Tale cooperazione può assumere diverse forme e può dar vita, di volta in volta, a consorzi, associazioni temporanee di imprese, gruppi europei di interesse economico (GEIE) e joint ventures.

Riservandoci di trattare più ampiamente in altra sede le diverse forme di cooperazione, intendiamo porre oggi la nostra attenzione proprio sull’ultimo fenomeno menzionato: le joint ventures.

Con questa espressione, mutuata dal mondo anglosassone, si suole indicare l’accordo in base al quale due o più imprese si impegnano a collaborare per la realizzazione di un progetto comune ovvero decidono di sfruttare congiuntamente le rispettive sinergie, il know-how ed il loro capitale.

La finalità ovviamente è quella di affacciarsi su nuovi mercati e di crescere in quelli in cui già si è presenti mediante progetti, investimenti comuni ed una vantaggiosa ripartizione dei rischi.

Com’è noto, non esiste un modello tipizzato di joint venture e quindi i partecipanti sono liberi di definire il contenuto del loro accordo, individuando le reciproche obbligazioni ed i diritti sulla base della legislazione vigente nel paese ove opereranno.

Ciò nonostante, nel tentativo di riordinare la materia, la dottrina nel tempo ha elaborato alcune classificazioni delle joint ventures.

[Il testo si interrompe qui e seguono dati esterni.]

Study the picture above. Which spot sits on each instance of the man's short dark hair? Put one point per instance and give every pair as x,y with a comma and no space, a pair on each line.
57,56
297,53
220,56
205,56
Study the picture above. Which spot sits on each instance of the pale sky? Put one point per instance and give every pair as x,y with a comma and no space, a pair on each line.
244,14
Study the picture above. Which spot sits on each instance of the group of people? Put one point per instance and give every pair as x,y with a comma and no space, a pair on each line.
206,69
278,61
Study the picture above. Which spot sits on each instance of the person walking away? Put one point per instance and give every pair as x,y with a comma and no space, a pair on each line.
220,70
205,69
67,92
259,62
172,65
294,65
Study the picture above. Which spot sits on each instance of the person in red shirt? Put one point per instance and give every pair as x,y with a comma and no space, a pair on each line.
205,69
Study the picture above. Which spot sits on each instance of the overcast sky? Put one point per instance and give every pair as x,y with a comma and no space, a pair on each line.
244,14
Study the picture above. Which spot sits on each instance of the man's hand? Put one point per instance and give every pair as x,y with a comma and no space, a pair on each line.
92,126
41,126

Sulla base dell’elemento funzionale o teleologico, si distingue tra joint ventures strumentali e joint ventures operative. Mentre le prime si caratterizzano per il fatto di essere costituite per l’esecuzione di contratti complessi da stipulare con terzi, le seconde sono finalizzate all’esercizio congiunto di un contratto o una concessione già acquisita in un settore di interesse comune dei partecipanti.

Un’altra distinzione è quella tra equity e non-equity joint ventures, a seconda dell’apporto in denaro (equity joint venture) o del conferimento di risorse economiche e know how (non- equity joint venture).

In ogni caso, la principale distinzione è senza dubbio quella tra joint venture contrattuale (nota anche come unincorporated o contractual joint venture), che sorge attraverso la stipulazione di un contratto, e joint venture societaria (incorporated joint venture), che si caratterizza per la costituzione ad hoc di un nuovo soggetto giuridico.

Nel primo caso, più parti decidono di cooperare per realizzare un progetto comune, preventivamente individuato. In tale contesto, saranno libere di definire il contenuto del contratto, definendo i rispettivi compiti, e di scegliere la legge applicabile al contratto stesso.

Nella maggior parte dei casi, la loro durata è connessa al raggiungimento dell’obiettivo.

Diversamente, le joint ventures societarie sono generalmente alla base di collaborazioni più complesse e di ampio respiro.

In tale contesto, due o più imprese costituiscono una società autonoma e distinta rispetto ai partecipanti, che segue la disciplina nazionale di riferimento.

La struttura contrattuale della joint venture societaria è complessa e si costituisce generalmente di più contratti. In primo luogo vi è un contratto principale (main agreement) a cui seguono uno o più operational agreements.

Il contratto principale disciplina la costituzione e la registrazione della società individuando anche i compiti che ciascun partner sarà tenuto ad assolvere, gli obiettivi che la joint venture si pone, i diversi step da seguire per la costituzione della nuova società nonché le clausole che regolano il funzionamento degli organi sociali e quelle che disciplinano la durata della joint venture.

Molto importanti sono le decisioni in merito alla struttura ed ai poteri degli organi sociali della joint company. In tale contesto è piuttosto frequente assistere all’inserimento di clausole statutarie che prevedono quorum più elevati rispetto a quelli previsti dalla legge per la validità di alcune decisioni del Consiglio di Amministrazione.

E’ preferibile inserire anche il divieto di cessione a terzi o comunque, un diritto di prelazione nei confronti dei singoli partner.

D’altro lato gli operational agreements, che sono assimilabili ai patti parasociali, regolano il know-how, i diritti di proprietà intellettuale, i prodotti e i servizi offerti dai partners.

Sotto il profilo temporale, viene stipulato prima il contratto principale e, successivamente, si procede alla stipula dei contratti operativi. Al fine di evitare che le parti non trovino un accordo sul contenuto di questi ultimi, si suole disciplinare nel contratto principale tutti gli aspetti principali della joint venture, facendo riferimento agli operational agreements allegati.